Berücksichtigung der Funktionsbezogenheit
Sind die Kosten, die bei der Pflanzung einer gleichen Gehölzgröße (Naturalrestitution) entstehen unverhältnismäßig, so werden jene Kosten zugrunde gelegt, die bei der Pflanzung einer üblichen, angemessenen Größe entstehen würden. Zudem ist die erforderliche Herstellungszeit, die das gewählte Gehölz bis zu seiner Funktionserfüllung benötigt, in die Wertermittlung einzubeziehen.

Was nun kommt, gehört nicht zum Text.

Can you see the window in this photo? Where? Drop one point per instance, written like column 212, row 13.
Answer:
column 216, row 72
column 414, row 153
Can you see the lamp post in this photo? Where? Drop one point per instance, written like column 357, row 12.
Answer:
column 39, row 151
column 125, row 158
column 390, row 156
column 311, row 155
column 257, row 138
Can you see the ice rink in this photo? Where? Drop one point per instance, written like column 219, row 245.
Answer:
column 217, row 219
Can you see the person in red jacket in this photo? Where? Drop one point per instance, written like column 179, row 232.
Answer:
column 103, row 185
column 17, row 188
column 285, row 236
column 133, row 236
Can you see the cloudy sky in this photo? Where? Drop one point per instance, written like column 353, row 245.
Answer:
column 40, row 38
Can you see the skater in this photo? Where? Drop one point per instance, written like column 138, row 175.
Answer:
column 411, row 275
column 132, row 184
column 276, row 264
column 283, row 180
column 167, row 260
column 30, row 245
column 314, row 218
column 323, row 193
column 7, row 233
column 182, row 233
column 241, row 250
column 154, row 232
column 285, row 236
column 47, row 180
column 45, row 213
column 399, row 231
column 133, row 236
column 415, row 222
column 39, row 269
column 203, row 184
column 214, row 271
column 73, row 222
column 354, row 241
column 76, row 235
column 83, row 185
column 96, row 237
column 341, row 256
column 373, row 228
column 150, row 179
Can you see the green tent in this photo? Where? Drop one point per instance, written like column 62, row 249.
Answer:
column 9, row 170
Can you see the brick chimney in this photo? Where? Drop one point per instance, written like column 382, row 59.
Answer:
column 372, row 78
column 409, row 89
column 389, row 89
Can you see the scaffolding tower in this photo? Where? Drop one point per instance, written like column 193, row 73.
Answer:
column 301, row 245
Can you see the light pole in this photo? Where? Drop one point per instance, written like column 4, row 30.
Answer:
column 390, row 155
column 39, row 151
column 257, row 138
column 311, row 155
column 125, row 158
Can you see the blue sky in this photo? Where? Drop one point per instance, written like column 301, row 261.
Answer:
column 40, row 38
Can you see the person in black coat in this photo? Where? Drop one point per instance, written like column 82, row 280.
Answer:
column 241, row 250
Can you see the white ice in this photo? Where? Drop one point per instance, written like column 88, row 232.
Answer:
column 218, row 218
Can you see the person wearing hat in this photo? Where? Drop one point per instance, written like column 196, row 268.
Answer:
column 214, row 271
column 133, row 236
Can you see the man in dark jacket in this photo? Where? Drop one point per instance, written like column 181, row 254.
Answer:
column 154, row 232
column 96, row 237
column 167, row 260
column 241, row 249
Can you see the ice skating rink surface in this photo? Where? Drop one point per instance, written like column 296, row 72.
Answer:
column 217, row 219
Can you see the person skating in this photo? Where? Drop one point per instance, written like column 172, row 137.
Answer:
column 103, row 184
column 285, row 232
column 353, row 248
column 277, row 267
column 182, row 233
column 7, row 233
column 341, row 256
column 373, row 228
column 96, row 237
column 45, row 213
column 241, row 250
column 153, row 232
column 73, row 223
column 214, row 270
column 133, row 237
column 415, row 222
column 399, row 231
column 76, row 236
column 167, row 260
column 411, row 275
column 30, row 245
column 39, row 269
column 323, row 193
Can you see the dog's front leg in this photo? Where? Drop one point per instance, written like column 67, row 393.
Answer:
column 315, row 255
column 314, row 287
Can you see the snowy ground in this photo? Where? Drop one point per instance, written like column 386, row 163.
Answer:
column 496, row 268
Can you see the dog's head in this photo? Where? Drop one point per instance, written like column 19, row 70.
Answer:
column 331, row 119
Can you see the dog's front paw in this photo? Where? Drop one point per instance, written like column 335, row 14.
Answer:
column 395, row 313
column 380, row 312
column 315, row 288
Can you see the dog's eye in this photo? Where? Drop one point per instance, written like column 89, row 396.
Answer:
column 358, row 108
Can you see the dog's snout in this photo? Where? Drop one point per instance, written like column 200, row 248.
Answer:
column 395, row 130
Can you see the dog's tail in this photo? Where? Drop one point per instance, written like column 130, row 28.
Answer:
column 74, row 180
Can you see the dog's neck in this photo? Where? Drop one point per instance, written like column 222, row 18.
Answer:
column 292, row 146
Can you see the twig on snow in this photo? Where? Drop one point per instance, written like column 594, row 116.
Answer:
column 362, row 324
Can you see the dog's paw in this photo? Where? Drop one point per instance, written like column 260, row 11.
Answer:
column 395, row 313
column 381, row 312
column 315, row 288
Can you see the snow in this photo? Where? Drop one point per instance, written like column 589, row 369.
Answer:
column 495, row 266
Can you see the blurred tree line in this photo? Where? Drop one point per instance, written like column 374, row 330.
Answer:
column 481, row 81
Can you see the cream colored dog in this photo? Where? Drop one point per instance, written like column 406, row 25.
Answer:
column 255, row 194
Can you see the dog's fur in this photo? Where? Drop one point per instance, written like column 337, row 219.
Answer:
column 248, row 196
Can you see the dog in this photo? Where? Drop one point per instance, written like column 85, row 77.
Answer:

Der so errechnete Herstellungswert gilt für eine einwandfrei gelungene Pflanzung, alle tatsächlich gegebenen Wertminderungen z.B. wegen Altersoder sonstiger Mängel, sind davon in Abzug zu bringen. Die Besonderheit dieser Gehölzbewertung liegt in der Funktionsbezogenheit und umfassenden Berücksichtigung von Vorschäden, wie sie zum Bewertungsstichtag bereits bestanden haben. Dies gilt sowohl für standräumliche Probleme (Dichtstand), wie auch alten Beschädigungen im Wurzel-, Stammund Kronenbereich. Zudem gehen das aktuelle Gehölzalter und die potenziell erwartende Reststandzeit indirekt über die Berechnung der Alterswertminderung in die Bemessung ein.